Kanımca malzeme sistemlerinin gelişmesi biyolojik sistemlere benzerlik yönünde olacak. Evren yaklaşık 14 milyar yıllık bir oluşum.
Büyük patlamayla başlıyoruz. Başka gezegenlerin olduğunu da biliyoruz. Oraya kadar gitmeye gerek yok. Malzeme tasarımı ve üretimi için doğanın malzeme üretim yöntemlerinden öğreneceklerimiz var. Kendimiz yaşayan malzemeyiz. Ağaçlar da öyle. Yukarıda kemiklerimizi, dişlerimizi örnek aldım. Bizim yaptığımız bilim, bu doğanın yaptığı malzeme üretiminin çok ufak bir parçası. Nasılsa doğa yapıyor, biliyor diye durmamak gerekir. Doğanın yaptıklarını nasıl yapabildiğini anlamamız, bizleri ileriye götürecek. NanoTR-18 Konferansı’ndaki konuşmaların çoğu da öyleydi. Bu tür çalışmaları içtenlikle yapmak, anlamak bizim takip edeceğimiz en değerli yollar. Sonunda, ayrıntıların ne olacağını bilmek zor; ama bilim öncülüğünde yürüyen ülkeler bence en ileri ülkeler olacaklar, olmaya devam edecekler.
Bu yolda yürüyen genç bilim insanlarına ve bilim insanı adaylarına tüm bu deneyimlerinizden hareketle neler önerirsiniz?

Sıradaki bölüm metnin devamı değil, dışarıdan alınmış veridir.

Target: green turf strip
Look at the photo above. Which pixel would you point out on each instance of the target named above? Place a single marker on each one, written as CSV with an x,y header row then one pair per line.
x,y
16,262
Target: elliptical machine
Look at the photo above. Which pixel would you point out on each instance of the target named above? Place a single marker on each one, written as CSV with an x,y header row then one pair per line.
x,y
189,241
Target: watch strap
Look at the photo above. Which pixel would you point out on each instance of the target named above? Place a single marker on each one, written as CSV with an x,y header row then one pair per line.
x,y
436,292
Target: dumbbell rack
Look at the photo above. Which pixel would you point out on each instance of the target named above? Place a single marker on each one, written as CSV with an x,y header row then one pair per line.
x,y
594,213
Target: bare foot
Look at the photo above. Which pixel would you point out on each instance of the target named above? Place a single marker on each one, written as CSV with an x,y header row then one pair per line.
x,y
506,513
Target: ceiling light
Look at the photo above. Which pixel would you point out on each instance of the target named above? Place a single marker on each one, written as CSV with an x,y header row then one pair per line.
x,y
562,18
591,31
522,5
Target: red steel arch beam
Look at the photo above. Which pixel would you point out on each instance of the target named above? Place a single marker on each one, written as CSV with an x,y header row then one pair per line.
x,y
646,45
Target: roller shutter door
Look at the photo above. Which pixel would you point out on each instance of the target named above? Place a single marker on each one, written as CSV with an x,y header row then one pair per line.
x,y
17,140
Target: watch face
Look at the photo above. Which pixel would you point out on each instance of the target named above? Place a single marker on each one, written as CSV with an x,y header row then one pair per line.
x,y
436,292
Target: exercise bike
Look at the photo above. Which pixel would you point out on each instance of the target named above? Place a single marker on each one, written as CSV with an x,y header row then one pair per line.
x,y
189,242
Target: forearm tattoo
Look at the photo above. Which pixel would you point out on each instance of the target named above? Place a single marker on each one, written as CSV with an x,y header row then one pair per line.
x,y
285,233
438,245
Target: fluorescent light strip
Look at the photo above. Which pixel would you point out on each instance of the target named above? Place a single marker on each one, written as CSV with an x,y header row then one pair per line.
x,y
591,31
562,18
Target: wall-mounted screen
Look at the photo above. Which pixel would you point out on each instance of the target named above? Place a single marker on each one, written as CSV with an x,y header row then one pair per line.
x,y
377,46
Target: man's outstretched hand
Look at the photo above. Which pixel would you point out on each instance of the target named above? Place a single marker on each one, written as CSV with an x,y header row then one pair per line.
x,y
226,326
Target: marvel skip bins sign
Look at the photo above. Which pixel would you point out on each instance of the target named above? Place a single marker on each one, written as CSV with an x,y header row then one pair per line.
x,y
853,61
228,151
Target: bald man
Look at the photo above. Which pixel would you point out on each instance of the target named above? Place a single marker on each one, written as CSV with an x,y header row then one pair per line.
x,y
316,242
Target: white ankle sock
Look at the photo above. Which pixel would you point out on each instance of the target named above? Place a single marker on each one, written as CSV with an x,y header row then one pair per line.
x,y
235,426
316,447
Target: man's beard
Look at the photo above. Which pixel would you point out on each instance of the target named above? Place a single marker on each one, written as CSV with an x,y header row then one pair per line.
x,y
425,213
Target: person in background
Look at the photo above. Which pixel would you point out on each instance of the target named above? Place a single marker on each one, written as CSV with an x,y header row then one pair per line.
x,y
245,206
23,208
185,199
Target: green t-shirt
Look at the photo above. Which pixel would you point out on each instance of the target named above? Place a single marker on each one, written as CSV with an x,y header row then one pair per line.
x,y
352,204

Ben hep Atatürk olmasaydı ben de olmazdım derim. Atatürk eğitime, bilime çok önem vermişti. Ben de bu yola çıkacak olanlara önce iyi bir eğitimden geçmelerini öneririm. Fizik, kimya, matematik, mühendislik, ve biyoloji; bu dalları derinine öğretmemiz gerekiyor öğrencilere. Bunları öğrenir ve kendileri de uygulamaya başlarlarsa, sorularımın ufak bir bölümüne ben nasıl yanıt veriyorsam onlar da verecektir. Bilim sorgulamaktır, yeni gerçekler öğrenmektir, uygulamaktır, ve bu gerçekleri anlatmaktır. Bilim yoksa, sorgulama yoksa kalkınamazsınız. Hiçbir devlet ve hiçbir toplum bilim ve sorgulama olmadan kalkınamazsınız. Kalkınma sadece bilimle olacak.